I’ve never understood the New Yorkers are assholes reputation. They’re some of the nicest people I’ve ever met.
I had a map out, guy asks where I’m trying to go, I tell him the Met. He starts giving me directions. Another guy overhears and stops to argue with him about the best way to send me there. It was the newyorkiest thing I’ve ever seen. “He doesn’t want to go that way, send him this way”, “if you want to send him that way you might as well send him this other way”.
This is true of America, too. I think most people you are likely to meet in America sit between the “not at all racist” and “I mean yeah but it’s pretty low key and subconscious” end of the racism spectrum, it’s just that our more virulent racists are so often cops and presidential candidates.
Our southern racist neighbor embolden the local racists and make them feel more comfortable doing their racist recruitment in public where it’s more effective.
Canada is always just an election cycle or two behind the popular American culture.
Indigenous women have been disappearing to the concern of absolutely nobody in the country for decades. If anything, the rise in fascist ideology in the US has made people more aware and critical of the racism that already existed in Canadian society
Black people are committing crimes! Latinos are doing drugs! Arabs are terrorists! Chinese people are cheating on tests and stealing your jobs! Everyone in India is trying to scam you!!!
Now back to our regularly scheduled movie about a cool White Nationalist who fights back by shooting everyone with a big gun!
Damn, crazy how this was all here before Americans arrived.
Hi. Am Canadian, am originally from Alberta, love everyone except fucking fascists, and can confirm Alberta is currently Canada’s stanky armpit and has been so for some time.
Oh, is that where all that smoke has been coming from? I thought it was somewhere in BC… We’re getting a bunch of smoke down here in the US (all the way from Glacier down to me in Utah).
Eh, most of those are just idiots who tend to keep to themselves anyway. Just ignore it and consider filling up gas/electricity in one of the larger cities in the region.
But yeah, plenty of rednecks throughout the rural areas…
Fair. The armpittines is due to a small percentage of really weird people and their propensity to be simultaneously ignorant and outspoken. Sad that they affect policy and people’s lives.
The place itself is breathtaking. Though in fairness, I’ve moved from there to Vancouver Island and it’s kind of been eclipsed by a few orders of magnitude.
Thunder Bay has been a race war for decades. If a crime happens in the white part of town it’s likely the aboriginals and if it happens in the aboriginal part of town it’s likely white people. I was nice to an aboriginal person once when I was there and he started crying then hugged me. You can guess which side the police actually investigate
Canada has a good reputation on how not racist they are, but really all that racism is directed at Indigenous people. You’ll be fine for the most part as long as one doesn’t stay in the prairies for too long.
One of the most confusing places to be in is a Canadian machine shop. Half the machines will be imperial and the other will be metric. Work order come in both units on the regular.

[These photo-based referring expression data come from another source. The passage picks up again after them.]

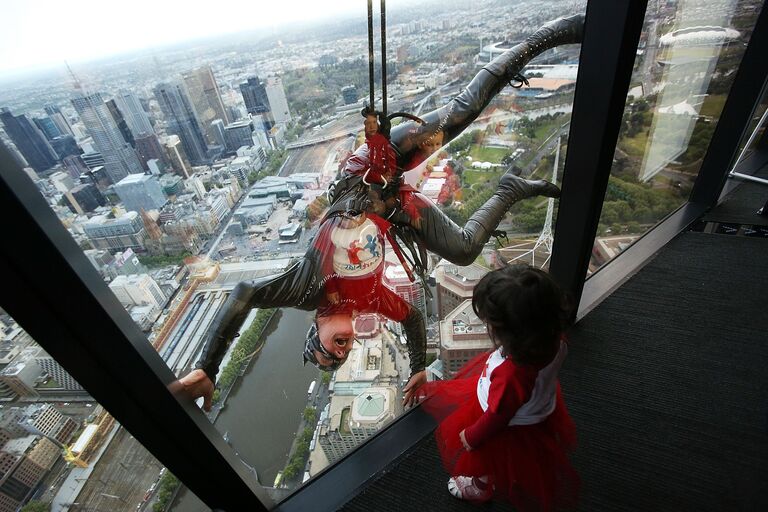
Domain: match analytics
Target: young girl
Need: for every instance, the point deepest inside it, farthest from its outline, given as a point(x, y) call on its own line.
point(504, 428)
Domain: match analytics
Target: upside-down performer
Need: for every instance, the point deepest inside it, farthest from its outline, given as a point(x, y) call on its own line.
point(372, 185)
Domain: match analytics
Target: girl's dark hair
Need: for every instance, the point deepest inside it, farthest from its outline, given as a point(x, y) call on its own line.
point(525, 310)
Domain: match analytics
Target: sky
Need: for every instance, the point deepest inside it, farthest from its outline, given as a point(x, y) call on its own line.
point(41, 33)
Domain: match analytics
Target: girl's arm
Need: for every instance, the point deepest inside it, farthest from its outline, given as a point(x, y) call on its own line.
point(506, 395)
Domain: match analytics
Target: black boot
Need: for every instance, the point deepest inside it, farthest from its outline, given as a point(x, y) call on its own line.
point(462, 245)
point(462, 110)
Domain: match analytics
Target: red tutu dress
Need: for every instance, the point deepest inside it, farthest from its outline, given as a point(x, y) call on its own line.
point(516, 422)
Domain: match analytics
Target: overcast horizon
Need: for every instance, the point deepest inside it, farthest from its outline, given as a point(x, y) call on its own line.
point(75, 46)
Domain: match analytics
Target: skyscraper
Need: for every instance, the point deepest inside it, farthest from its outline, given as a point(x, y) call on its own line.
point(29, 140)
point(206, 99)
point(149, 148)
point(120, 159)
point(237, 135)
point(175, 151)
point(134, 114)
point(139, 192)
point(48, 127)
point(255, 96)
point(54, 112)
point(122, 125)
point(277, 101)
point(181, 119)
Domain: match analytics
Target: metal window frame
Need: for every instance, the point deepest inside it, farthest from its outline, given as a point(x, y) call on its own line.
point(580, 229)
point(611, 34)
point(57, 296)
point(124, 372)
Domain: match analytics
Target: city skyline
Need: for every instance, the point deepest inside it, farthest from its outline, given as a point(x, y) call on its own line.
point(22, 50)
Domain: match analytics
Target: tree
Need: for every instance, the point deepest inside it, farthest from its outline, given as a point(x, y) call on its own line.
point(310, 415)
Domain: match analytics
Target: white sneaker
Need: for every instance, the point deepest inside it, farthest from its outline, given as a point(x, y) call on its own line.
point(464, 488)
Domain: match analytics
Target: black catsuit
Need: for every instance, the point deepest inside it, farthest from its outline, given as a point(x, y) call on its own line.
point(300, 286)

For the GP, Canada converted to metric starting in 1970 and completing the conversion in 1985.
So everyone under 55 grew up in metric, but anyone older than that had to convert.
So, baking and cooking are generally done in imperial to this day, but commerce and public works are all metric.
I generally think personal weight in pounds, height in feet, distance in meters, deli purchases in grams, fluids in litres, gravel in yards, chopped wood in cords, etc.
I went to university in Canada for engineering in the early 1980s. We had to learn both Imperial and metric, because almost all the textbooks and equipment came from the US. We would usually convert into metric to do all calculations and then convert back at the end because to do otherwise is insanity.
I would guess that the same is still true today, because the equipment and textbooks still come from the US.
Not so much today; as I mentioned, the transition period was from 1970 to 1985. While some textbooks and equipment still comes from the US, a lot is also sourced from other parts of the world, and some textbooks are Canadian versions now (in metric).
In fact, the textbook countries spent a good 20 years from the late 80s to the early 00s churning out new editions on an annual basis where a bit more was converted to metric every time. This often forced students to buy up to three editions of a book new if a department was using the same text for a course series.
I could actually see the point in learning both, because there is a very good chance that engineers are going to be facing both systems in their professional lives.